News in brief – 26 November

Raglan audit up for grabs

Raglan Properties is considering tenders from Big Five auditors following a review of PricewaterhouseCoopers’s service. Raglan, which announced #4.6m interim profits last week on a six-month turnover of #31.5m, paid Coopers & Lybrand, now part of PwC, #78,000 in audit fees for the year ended 31 March 1998 and #123,000 for tax advice. A company source said PwC had been invited to re-tender. A decision is expected shortly, when Raglan director of corporate planning Keith Holman returns from the Far East.

Exemption removed The Cayman Islands legislature has removed the exemption for fiscal offences that stopped authorities from co-operating with other jurisdictions. The island authorities will help foreign investigators where the alleged offences are crimes under Cayman Island law.

Chantrey change Chantrey Vellacott has changed its name to Chantrey Vellacott DFK. The London-based firm, ranked 19th in the Accountancy Age Top 50, houses the headquarters of the global network of 135 independent firms.

IASC ends pooling The days of pooling could be numbered, following a decision by the International Accounting Standards Committee to examine new measures to prevent the treatment, which allows US companies to avoid writing off goodwill following mergers. Following criticism from the Securities Exchange Commission, the US Federal Accounting Standards Board will take part in a G4+1 study group.

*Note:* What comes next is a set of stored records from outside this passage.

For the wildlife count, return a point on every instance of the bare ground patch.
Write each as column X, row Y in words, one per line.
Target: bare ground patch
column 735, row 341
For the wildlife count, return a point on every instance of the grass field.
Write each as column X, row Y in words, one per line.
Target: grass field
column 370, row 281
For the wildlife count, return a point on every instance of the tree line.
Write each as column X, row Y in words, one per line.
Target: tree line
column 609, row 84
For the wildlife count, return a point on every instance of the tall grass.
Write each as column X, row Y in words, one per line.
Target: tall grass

Unilever prepared Multinational food and detergent group Unilever said in interim results issued this week that the internal compliance phase of its year-2000 programme was 95% complete, covering nearly 100,000 IT systems. Between now and June, it will assess compliance of supply chain partners and infrastructure services. The estimated cost of its year-2000 effort remained #300m, the company reported.

Instability warning The chairman of the International Valuation Standards Committee, Philippe Malaquin, warned last week the International Accounting Standards Committee’s decision to abandon the market value for existing use method in the revised IAS 16 on investment property could lead to financial instability. ‘It may force revaluation of the values currently reflected on the balance sheets of countless enterprises,’ he said.

EC unit to fight fraud The Euoprean Commission is expected to announce a new, independent anti-fraud unit to stem Europe’s multibillion pound losses. A commission spokeswoman confirmed it was to be set up following the European Court of Auditors qualification of the EC’s consolidated accounts last week. Auditors identified irregularities exceeding 4bn ecu (#2.4bn). Commission president Jacques Santer is due to publish a White Paper setting out measures to tighten up the commission’s financial controls, the spokeswoman said.

MoD reveals losses Sir John Bourn, head of the National Audit Office, has revealed the Ministry of Defence lost #34.6m on an information technology project that went wrong. Presenting the 1997/1998 MoD appropriation accounts, Sir John said the problem arose from a project aimed at intelligence staff handling classified information. The report highlighted overspending in some areas.